In science itself I certainly want to include the farthest flights of physics and cosmology, as well as experimental psychology, history, and the social sciences. Also, mathematics, insofar at least as it is applied, for it is indispensable to natural science. What then am I excluding as "some prior philosophy," and why? Descartes' dualism between mind and body is called metaphysics, but it could as well be reckoned as science, however false. He even had a causal theory of the interaction of mind and body through the pineal gland. If I saw indirect explanatory benefit in positing sensibilia, possibilia, spirits, a Creator, I would joyfully accord them scientific status too, on a par with such avowedly scientific positions as quarks and black holes.

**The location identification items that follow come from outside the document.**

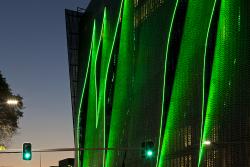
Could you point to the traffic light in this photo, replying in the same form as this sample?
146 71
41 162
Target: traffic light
147 149
27 151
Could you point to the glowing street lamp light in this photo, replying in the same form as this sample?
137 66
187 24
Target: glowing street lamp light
207 143
12 102
149 153
2 148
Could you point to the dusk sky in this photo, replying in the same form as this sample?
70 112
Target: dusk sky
33 59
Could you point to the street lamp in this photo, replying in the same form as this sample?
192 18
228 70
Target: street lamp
2 148
12 102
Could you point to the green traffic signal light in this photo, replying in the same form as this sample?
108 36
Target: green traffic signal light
27 152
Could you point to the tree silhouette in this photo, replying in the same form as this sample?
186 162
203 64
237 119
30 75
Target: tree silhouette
9 115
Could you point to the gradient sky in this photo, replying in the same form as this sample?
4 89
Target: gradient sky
33 58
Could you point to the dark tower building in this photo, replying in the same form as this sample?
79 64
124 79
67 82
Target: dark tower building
172 76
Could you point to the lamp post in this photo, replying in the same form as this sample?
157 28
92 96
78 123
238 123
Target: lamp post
12 102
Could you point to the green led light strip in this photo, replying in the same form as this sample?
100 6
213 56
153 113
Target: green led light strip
164 80
203 83
83 92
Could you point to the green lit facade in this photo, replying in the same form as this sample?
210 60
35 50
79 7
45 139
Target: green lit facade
174 73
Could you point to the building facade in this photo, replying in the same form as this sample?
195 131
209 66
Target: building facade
172 73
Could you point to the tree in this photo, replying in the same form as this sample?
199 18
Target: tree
9 115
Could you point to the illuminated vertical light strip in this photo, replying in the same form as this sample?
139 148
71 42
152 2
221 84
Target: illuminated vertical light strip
203 82
164 80
90 134
98 48
83 91
106 75
122 79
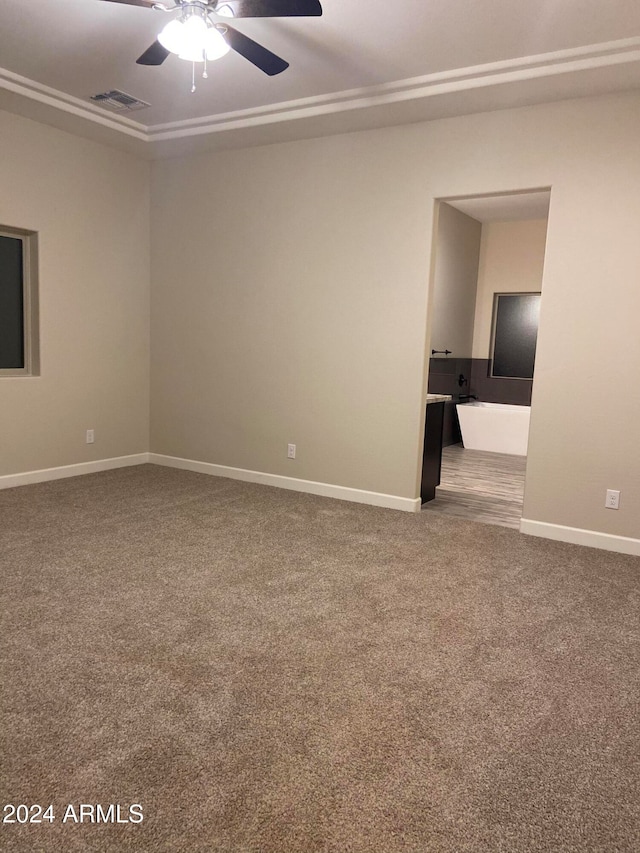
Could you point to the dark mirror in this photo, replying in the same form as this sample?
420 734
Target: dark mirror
515 332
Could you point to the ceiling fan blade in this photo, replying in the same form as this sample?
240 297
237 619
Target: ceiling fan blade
154 55
269 8
251 50
148 4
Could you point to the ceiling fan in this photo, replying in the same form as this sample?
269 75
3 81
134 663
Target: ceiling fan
195 35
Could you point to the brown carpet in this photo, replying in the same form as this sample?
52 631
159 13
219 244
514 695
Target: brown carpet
270 672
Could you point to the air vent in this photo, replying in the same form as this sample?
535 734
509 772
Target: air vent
117 101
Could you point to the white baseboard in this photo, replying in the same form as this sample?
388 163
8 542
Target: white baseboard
577 536
326 490
8 481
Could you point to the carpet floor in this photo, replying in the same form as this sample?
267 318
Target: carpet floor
270 672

What then have I banned under the name of prior philosophy? ¶ Demarcation is not my purpose. My point in the characterization of naturalism ... is just that the most we can reasonably seek in support of an inventory and description of reality is testability of it observable consequences in the time-honored hypothetico-deductive way — whereof more anon. Naturalism need not cast aspersion on irresponsible metaphysics, however deserved, much less on soft sciences or on the speculative reaches of the hard ones, except insofar as a firmer basis is claimed for them than the experimental method itself.
Willard V. Quine on Objectivity said...
Word and Object, 1964
The philosopher's task differs from the others', then, in detail; but
in no such drastic way as those suppose who imagine for the philosopher
a vantage point outside the conceptual scheme that he takes in charge.
There is no such cosmic exile. He cannot study and revise the
fundamental conceptual scheme of science and common sense without
having some conceptual scheme, whether the same or another no less in
need of philosophical scrutiny, in which to work. He can scrutinize and
improve the system from within, appealing to coherence and simplicity;
but this is the theoretician's method generally. He has recourse to
semantic assent, but so has the scientist. And if the theoretical
scientist in his remote way is bound to save the eventual connections
with non-verbal stimulation, the philosopher in his remoter way is
bound to save them too. True, no experiment may be expected to settle
an ontological issue; but this is only because such issues are
connected with surface irritations in such multifarious ways, through
such a maze of intervening theory.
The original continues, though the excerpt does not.